School Leaving Certificate

Final Exam of Secondary Education (Grade 12) in Nepal
- Acronym: SLC
- Year Started: 1934
- Year Ended: 2019 (SLC was moved to Class 11 and Class 12, also known as +2 course, which is equivalent to GCE/A-Level of England)
- Status: Active
- Succeeded by: Secondary Education Examination (SEE) as Class 10 Examination Equivalent of GCSE
- Website: neb.gov.np

= School Leaving Certificate (Nepal) =

Nepal secondary school leaving examination

The School Leaving Certificate, commonly abbreviated as SLC, is the final examination of the secondary education Grade 12, also known as the +2 in Nepal, and formerly the final examinations of Grade 10. The +2 is generally pursued after completing the Secondary Education Examination (SEE), which is the final examination of Grade 10.

The SLC examination is considered the most important examinations in the educational system of Nepal for building an academic career.

The SLC examination is normally scheduled from April to June every year. The examinations are conducted by the National Examination Board (NEB).

Until 2016, SLC was the final examinations of Grade 10, popularly referred to as the "Iron Gate". However, after 2016, the Grade 10 examination was replaced with the Secondary Education Examination (SEE). Following this reform, the SLC was reassigned to the final examination of Grade 12. The +2 is equivalent to GCE or A-level of United Kingdom.

== Examination Centers ==

Nepal was formerly divided into five development regions and seventy-five districts, each with multiple examination centers. While examination questions varied from one region to another, they remained consistent within each individual region. This meant that if an exam were to be canceled, only one region would be affected, and only the questions for that specific region would need to be prepared. Examinations are conducted simultaneously nationwide. Different centers are designated for students from different schools.

== Results ==

The results are typically published by the Examination Control Board about two and a half to three months after the examinations. Students are categorized into five divisions based on their scores.

Despite the relatively low passing threshold for the examination, many students, particularly those attending government schools in rural areas of Nepal, still fail the exam every year due to its level of difficulty. Government schools are often perceived as providing less rigorous education compared to private schools, resulting in government school students being reportedly less likely to pass the exam. Students who fail to score above 40 marks in each subject are declared failed. The outcome of the SLC holds significant importance for individual students, as those with high percentages can qualify for various scholarships for their higher secondary level education.

The Government of Nepal has introduced a new system for the SLC, which has both advantages and disadvantages in its implementation. While the new system reduces the number of students failing the exam, those with low Grade Point Index (GPI) face challenges in gaining admission to higher-level studies. This aspect of the education system has received significant criticism.

==Criticism==
Some educationalists in Nepal criticize the SLC exam, arguing that it lacks importance in the present context, leading to its replacement by SEE. They assert that the tests are neither standardized nor capable of assessing the capacity of Nepalese children. Education experts have been urging the government to review and revise the SLC examinations for the past three decades. However, they claim that the government continues to operate using the same old mechanism, which they believe will persist for several more decades. Additionally, they express concern over the lack of a consistent trend in SLC examination results, making the School Leaving Certificate results unreliable.

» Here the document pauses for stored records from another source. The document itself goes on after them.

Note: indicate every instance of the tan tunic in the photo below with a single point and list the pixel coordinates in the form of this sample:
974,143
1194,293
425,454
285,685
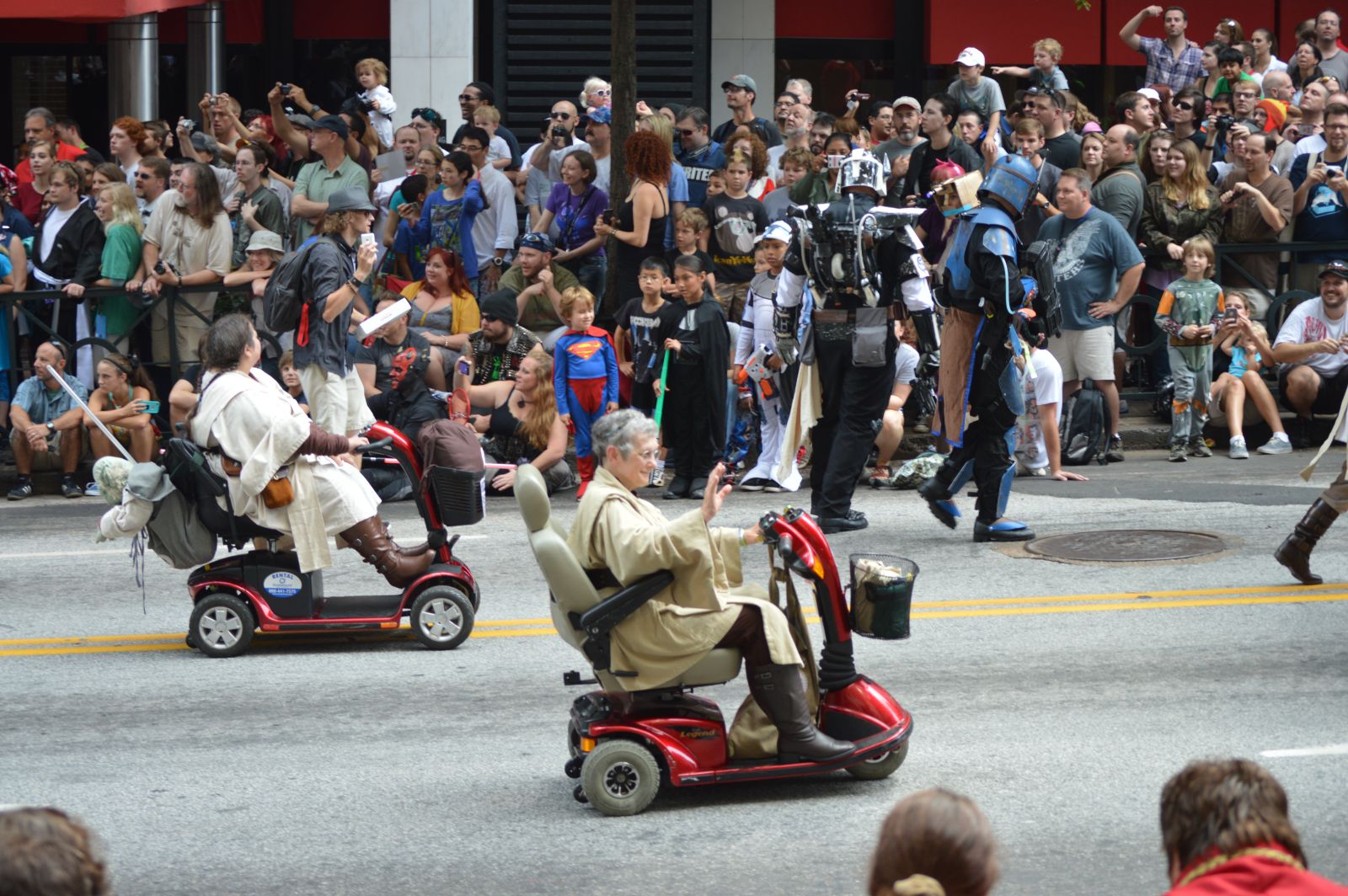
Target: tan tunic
258,424
617,530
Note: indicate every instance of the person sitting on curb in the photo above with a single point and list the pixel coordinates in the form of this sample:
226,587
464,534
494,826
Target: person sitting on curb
47,424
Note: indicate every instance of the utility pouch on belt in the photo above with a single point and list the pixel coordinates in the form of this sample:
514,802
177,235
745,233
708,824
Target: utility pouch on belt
869,337
278,492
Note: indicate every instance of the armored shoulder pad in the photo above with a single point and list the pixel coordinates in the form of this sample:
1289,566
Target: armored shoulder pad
999,242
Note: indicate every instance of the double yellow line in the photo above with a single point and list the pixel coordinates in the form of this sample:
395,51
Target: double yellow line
968,608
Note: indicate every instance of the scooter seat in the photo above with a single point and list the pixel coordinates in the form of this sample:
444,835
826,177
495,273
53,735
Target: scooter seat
720,664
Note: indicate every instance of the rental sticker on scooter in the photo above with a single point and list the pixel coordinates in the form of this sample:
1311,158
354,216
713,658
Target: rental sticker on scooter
282,585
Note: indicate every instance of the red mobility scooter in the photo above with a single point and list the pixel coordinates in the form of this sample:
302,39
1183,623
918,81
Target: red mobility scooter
626,744
265,589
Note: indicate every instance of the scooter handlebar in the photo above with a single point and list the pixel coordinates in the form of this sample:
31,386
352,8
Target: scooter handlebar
383,442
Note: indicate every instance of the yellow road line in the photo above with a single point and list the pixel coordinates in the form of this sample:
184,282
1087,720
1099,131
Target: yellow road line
328,637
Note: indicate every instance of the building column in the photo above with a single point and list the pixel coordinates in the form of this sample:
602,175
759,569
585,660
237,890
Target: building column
431,56
134,67
206,51
743,42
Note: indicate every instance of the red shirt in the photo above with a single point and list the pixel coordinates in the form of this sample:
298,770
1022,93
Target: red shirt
1267,871
65,152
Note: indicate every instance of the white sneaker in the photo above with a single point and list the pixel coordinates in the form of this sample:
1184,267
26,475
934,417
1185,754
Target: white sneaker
1277,445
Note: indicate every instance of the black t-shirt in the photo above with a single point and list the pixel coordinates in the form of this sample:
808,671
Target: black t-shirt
649,332
382,356
735,222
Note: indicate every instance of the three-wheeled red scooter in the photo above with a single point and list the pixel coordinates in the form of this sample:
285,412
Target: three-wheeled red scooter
265,589
626,744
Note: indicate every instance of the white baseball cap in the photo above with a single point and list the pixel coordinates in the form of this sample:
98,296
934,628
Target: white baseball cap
970,56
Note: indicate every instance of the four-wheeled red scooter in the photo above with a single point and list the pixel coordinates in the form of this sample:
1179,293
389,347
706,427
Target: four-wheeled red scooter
626,744
265,589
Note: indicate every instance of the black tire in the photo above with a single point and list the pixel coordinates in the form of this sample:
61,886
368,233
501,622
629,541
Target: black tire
880,767
222,626
620,778
442,617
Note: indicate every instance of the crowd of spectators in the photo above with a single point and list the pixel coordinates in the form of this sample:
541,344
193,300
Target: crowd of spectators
484,231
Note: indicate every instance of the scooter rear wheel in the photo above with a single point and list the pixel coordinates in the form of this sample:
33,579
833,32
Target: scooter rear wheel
442,617
880,767
222,626
620,778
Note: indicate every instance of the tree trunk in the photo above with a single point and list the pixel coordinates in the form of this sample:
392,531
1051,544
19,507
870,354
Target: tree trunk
623,77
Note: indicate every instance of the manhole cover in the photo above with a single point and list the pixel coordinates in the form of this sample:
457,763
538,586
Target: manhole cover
1127,546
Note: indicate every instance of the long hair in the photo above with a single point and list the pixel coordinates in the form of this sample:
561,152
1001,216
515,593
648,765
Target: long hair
647,158
758,152
936,835
208,195
458,283
134,371
539,424
125,211
47,852
1224,806
1192,188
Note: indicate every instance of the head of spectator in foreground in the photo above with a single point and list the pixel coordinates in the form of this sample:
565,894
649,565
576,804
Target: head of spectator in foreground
934,844
1219,808
44,851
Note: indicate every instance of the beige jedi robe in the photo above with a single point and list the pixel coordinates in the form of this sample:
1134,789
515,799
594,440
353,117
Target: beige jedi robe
254,421
618,531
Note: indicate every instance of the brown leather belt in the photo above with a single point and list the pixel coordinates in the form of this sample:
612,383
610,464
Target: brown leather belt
846,316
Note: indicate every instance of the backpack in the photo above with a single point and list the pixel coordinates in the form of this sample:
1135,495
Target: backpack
1083,426
282,307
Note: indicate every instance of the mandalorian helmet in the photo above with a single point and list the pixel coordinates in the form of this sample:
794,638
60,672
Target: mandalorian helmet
1014,179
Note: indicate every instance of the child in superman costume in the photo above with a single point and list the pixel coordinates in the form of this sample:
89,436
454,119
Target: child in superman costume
584,376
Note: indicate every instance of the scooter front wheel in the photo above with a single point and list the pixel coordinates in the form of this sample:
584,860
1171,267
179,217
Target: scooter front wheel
620,778
880,767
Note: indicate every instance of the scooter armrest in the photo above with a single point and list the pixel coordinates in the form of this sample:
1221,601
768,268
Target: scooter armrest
599,620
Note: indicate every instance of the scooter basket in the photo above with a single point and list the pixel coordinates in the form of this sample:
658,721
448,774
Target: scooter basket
457,493
882,595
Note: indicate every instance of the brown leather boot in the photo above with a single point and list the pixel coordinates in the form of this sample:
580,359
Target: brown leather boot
1294,552
368,539
779,691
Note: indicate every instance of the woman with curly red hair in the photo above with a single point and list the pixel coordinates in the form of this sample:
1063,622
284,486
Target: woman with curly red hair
125,141
639,224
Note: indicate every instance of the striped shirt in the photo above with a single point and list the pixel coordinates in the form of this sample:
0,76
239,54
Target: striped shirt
1163,67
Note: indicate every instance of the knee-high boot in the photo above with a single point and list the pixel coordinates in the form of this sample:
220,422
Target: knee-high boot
1294,552
779,691
370,539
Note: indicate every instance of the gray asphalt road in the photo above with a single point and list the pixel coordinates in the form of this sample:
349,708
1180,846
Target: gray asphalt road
377,767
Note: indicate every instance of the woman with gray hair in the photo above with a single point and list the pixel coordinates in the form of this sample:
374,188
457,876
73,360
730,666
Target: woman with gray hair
624,539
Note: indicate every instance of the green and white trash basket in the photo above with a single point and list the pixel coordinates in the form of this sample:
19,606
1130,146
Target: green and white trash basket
882,595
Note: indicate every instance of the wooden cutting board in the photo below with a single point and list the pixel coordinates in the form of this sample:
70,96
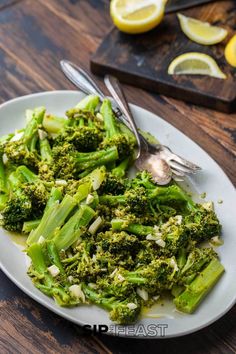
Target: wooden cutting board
143,60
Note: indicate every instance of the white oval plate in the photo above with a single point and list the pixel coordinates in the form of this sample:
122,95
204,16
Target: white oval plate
212,180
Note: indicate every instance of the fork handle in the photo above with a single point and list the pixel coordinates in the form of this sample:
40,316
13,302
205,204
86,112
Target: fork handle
114,87
81,79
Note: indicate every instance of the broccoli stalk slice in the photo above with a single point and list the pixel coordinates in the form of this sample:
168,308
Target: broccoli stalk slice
160,194
45,150
27,174
109,120
88,160
74,227
3,200
89,103
46,282
118,308
52,219
173,192
3,185
33,143
14,180
53,124
83,191
55,195
32,125
181,257
28,226
54,255
120,170
194,293
136,229
5,138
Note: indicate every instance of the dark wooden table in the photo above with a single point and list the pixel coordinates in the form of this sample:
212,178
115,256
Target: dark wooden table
34,36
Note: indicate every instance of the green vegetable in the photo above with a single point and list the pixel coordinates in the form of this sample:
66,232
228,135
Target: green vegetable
94,235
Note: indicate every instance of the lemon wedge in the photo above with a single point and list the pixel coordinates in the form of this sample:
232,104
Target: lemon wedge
137,16
195,64
230,51
201,32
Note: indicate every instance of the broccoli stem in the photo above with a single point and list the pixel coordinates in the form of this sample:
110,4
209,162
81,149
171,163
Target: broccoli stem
54,256
136,229
45,150
112,200
134,278
194,293
5,138
55,195
72,230
89,103
97,298
182,257
28,226
14,180
120,170
88,160
32,125
173,192
83,191
3,181
46,283
52,219
28,175
53,124
3,200
109,120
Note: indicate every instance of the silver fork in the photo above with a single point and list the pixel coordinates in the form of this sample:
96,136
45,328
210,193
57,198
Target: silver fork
166,162
179,166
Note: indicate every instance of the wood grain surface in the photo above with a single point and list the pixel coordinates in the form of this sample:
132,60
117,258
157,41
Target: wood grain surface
177,5
34,36
144,59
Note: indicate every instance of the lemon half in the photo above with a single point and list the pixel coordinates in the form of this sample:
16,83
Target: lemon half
230,51
201,32
195,64
137,16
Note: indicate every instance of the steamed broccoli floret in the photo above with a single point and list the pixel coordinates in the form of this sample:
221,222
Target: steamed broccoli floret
134,200
155,277
23,151
112,185
68,163
202,224
84,138
196,260
117,242
27,200
114,136
188,300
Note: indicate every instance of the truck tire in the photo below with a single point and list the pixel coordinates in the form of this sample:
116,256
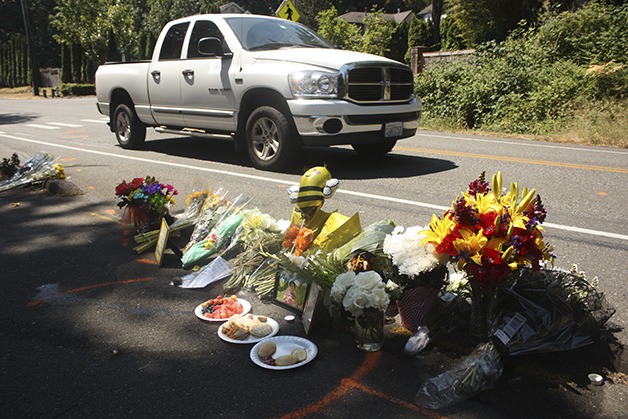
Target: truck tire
272,141
374,150
130,132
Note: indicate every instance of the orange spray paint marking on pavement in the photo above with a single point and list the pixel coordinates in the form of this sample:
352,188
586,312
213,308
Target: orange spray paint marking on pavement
352,383
93,286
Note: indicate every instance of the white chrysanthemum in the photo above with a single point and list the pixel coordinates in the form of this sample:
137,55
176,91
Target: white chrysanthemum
341,284
406,252
379,298
368,280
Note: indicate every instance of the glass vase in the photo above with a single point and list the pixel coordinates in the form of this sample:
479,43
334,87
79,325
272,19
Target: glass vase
369,330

In 2010, the mathematics question paper was leaked in Bajang, Kailali, Sunsari, Bara, and Banke districts. There was significant criticism after the question paper of SEE 2019 in Province No. 2 was leaked before the exam day. The government postponed and even retook the exam from the previous day. It was believed that the paper was leaked and went viral through different social sites and free video calling applications like IMO. The SEE Security Committee, chaired by Education Minister Giriraj Mani Pokharel, made a decision and handed the case to the CIB for investigation.